RAIMUNDO, DOÑA CRÍSPULA, el ESCRIBANO, Alguaciles.

     RAIMUNDO. -¿Qué ruido es éste? ¿Qué pasa aquí?

     CRÍSPULA. -Raimundo, líbreme usted de estos bandidos.

     ESCRIBANO. -Yo soy escribano.

     ALGUACILES. -Somos justicia.

     CRÍSPULA. -Han sorprendido a Valentina, nos han robado, le han robado a usted... Están adentro.

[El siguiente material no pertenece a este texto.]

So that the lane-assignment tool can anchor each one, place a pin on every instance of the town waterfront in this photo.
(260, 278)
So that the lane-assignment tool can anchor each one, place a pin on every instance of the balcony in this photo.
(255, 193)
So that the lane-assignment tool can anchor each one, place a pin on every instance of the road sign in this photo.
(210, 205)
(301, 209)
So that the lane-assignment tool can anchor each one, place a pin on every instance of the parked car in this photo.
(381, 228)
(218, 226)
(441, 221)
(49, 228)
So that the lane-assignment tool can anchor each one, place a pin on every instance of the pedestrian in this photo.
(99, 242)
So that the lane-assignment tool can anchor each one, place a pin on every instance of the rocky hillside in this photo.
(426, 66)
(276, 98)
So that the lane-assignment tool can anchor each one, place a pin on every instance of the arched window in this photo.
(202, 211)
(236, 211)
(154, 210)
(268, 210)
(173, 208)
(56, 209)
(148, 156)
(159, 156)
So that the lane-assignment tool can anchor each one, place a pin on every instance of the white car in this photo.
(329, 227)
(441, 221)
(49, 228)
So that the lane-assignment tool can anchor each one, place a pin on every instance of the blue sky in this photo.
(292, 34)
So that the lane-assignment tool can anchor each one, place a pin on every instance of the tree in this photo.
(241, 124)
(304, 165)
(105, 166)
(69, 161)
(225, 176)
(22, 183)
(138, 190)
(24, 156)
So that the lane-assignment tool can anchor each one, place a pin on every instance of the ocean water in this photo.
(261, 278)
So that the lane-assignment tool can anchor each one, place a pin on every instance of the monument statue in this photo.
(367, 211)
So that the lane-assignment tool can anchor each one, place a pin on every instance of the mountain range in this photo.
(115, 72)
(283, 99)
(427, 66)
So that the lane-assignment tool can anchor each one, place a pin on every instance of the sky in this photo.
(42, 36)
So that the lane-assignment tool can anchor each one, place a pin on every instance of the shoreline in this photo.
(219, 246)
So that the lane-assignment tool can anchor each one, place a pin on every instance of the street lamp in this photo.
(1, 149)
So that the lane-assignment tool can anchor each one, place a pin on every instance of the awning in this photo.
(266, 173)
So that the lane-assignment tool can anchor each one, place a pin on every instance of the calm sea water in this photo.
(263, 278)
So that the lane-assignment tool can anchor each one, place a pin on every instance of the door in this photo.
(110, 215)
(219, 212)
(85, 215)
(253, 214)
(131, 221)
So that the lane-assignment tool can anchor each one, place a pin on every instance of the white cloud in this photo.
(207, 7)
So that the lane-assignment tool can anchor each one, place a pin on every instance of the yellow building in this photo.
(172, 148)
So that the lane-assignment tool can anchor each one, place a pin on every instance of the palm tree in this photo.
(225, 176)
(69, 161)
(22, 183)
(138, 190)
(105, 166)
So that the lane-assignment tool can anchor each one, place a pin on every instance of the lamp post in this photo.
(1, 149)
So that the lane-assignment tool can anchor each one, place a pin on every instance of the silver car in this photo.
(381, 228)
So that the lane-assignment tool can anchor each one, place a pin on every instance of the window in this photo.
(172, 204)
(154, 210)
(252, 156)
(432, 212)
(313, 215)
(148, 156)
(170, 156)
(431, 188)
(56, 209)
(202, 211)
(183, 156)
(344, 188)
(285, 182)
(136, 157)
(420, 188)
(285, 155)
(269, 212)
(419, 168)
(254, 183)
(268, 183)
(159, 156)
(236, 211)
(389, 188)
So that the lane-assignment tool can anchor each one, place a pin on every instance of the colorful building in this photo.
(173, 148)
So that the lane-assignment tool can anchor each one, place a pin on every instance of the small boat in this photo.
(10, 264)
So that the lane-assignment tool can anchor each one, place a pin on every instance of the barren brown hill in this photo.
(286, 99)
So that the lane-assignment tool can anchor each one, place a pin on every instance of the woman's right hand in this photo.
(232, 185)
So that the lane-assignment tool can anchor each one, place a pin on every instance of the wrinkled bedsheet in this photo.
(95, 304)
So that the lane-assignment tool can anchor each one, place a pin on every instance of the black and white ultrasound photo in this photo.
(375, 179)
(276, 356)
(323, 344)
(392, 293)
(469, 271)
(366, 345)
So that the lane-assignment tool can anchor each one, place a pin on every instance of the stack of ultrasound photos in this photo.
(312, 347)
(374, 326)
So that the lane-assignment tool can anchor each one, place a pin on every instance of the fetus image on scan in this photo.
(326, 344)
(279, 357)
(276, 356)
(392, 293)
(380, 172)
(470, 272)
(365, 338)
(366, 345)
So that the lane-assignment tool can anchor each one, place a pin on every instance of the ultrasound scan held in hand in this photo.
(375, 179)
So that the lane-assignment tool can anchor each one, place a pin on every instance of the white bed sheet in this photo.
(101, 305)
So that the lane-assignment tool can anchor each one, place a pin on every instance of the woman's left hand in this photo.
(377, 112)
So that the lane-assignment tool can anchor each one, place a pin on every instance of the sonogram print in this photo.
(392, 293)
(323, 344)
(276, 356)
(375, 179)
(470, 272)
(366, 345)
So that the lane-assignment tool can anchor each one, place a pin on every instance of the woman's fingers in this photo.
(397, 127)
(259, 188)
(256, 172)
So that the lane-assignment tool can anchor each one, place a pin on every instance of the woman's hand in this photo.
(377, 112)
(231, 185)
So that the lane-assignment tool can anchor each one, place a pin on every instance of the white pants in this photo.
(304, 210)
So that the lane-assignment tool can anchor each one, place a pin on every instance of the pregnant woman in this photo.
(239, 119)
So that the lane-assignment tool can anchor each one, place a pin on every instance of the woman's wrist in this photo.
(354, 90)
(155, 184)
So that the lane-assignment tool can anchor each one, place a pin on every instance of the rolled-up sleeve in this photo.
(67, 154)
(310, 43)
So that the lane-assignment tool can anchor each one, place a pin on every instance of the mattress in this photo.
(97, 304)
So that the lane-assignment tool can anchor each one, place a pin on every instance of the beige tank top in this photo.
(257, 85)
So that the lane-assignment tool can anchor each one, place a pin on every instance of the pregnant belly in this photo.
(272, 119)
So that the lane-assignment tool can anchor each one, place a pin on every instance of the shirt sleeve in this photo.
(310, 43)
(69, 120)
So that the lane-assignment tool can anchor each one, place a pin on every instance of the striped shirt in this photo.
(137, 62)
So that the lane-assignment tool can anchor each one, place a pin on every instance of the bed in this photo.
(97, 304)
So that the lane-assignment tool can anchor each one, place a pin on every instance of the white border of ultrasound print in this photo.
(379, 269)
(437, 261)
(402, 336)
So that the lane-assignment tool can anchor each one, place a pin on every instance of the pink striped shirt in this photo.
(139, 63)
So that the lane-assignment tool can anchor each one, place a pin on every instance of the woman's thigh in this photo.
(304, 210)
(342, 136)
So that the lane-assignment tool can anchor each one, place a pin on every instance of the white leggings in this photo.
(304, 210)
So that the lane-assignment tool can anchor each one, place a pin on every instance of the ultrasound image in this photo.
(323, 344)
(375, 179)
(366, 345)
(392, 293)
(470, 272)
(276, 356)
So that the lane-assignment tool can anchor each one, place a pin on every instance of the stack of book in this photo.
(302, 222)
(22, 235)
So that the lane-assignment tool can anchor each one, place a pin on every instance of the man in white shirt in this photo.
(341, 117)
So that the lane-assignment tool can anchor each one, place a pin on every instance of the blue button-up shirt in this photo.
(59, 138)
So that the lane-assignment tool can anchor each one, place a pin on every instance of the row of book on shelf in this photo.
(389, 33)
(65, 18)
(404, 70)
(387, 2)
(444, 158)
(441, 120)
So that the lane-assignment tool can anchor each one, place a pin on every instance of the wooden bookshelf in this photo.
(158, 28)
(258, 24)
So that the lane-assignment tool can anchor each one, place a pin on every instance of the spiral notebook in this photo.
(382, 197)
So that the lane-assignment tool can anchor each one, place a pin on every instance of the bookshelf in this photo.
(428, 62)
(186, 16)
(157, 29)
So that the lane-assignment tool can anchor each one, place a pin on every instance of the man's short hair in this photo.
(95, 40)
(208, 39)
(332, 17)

     RAIMUNDO. -¿Adentro? Pagarán con la vida. (Desenvaina el espadín y se encamina a la puerta de la mampara. En esto el coche ha parado delante de la reja. DON VICENTE y VALENTINA suben a él, y el carruaje arranca.)

     CRÍSPULA. -¡Cielos! No: mirad. Ella es, ellos son. ¡Un rapto!

     RAIMUNDO. -¡Don Vicente! ¡Valentina!

     CRÍSPULA. -Corred, detenedlos. ¡Que me roban mi hija!... ¡Que se huyen!

     ESCRIBANO. -¡A ellos, que huyen!

     RAIMUNDO. -Parad, parad ese coche.

     ESCRIBANO y ALGUACILES. -¡Favor a la justicia!, ¡favor al Rey! (Vanse todos apresuradamente.)